Pizza Port has a huge taplist that consists primarily of their own brews. So many, in fact, it was difficult to make a selection. Kung Fu Elvis immediately got my attention. Seriously, how could I pass up a beer called Kung Fu Elvis? Seriously. It's an American Pale Ale with an ABV of 6%. Did it have a hunka-hunka burnin' kick to it? Hells to the yes!

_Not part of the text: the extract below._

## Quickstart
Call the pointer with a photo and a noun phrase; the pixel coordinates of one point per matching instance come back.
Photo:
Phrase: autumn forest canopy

The beer was poured from tap into a Shaker pint a clear, golden orange color. The white head was a finger thick and dissipated while I was chatting with the brewtender. Man, I'm just not quick enough with the camera. It looked real purty with that head on there. A nice cap of lacing was left behind, though.

Aroma was citrus hops with a bit of resinous pine. Very floral with sweet malt in the background. Nice.

Taste followed the nose. Bitter citrus hops right up front, but not a pucker bomb. Orange and tropical fruit flavors. Nice malt flavor in the aftertaste.

Medium mouthfeel with good carbonation. Somewhat of a dry finish. Not at all too sweet. Very drinkable. I could knock back a growler of this stuff all by my own damn self--and I just might. I'm here in San Diego for a week.

I've heard that Elvis didn't really earn his blackbelt and that he was kind of a karate fraud. There is nothing fake about this Kung Fu Elvis, however. It's the real deal. I'm giving this one a BeerGuyPDX rating of 3 1/2 crushed cans out of 4.




Thursday, April 11, 2013

Fort George Brewery - Tender Loving Empire NWPA

Love Me Tender...
Oh, boy! I'm flying to San Diego for a sweet vacation tomorrow morning. The plane leaves at 6AM, so I should probably pack...and go to bed early...but here I am drinking a beer. Hey, it's what I do. Picasso painted pictures of three-eyed people, Thoreau wrote about his pond ponderings, I chug craft beer.

I picked up a can of Fort George Tender Loving Empire NWPA at New Seasons on the way home from work. No, I didn't just stop for the beer. We needed milk or something, too.

The beer poured into my tulip pint glass a very hazy golden orange color. The white head rose up to a finger thick and quickly dissipated to thin cap of lacing.

Aroma was straight up citrus hops with mild pine notes in the background.

Taste follows the nose with a big bitter sting of pine and citrus hops. Orange and tangerine. Sweet caramel malt rolls around on the palate as an aftertaste.

Medium to slightly full mouthfeel. Finish is dry with a spicy, earthy rye bite right at the end.

Fort George Brewery has yet to disappoint my tastebuds. This is a damn good Northwest Pale Ale. No wimpy scrimping on the big, bold ingredients. No sir. I like it. I'm giving Tender Loving Empire a BeerGuyPDX rating of 3 1/2 crushed cans out of 4.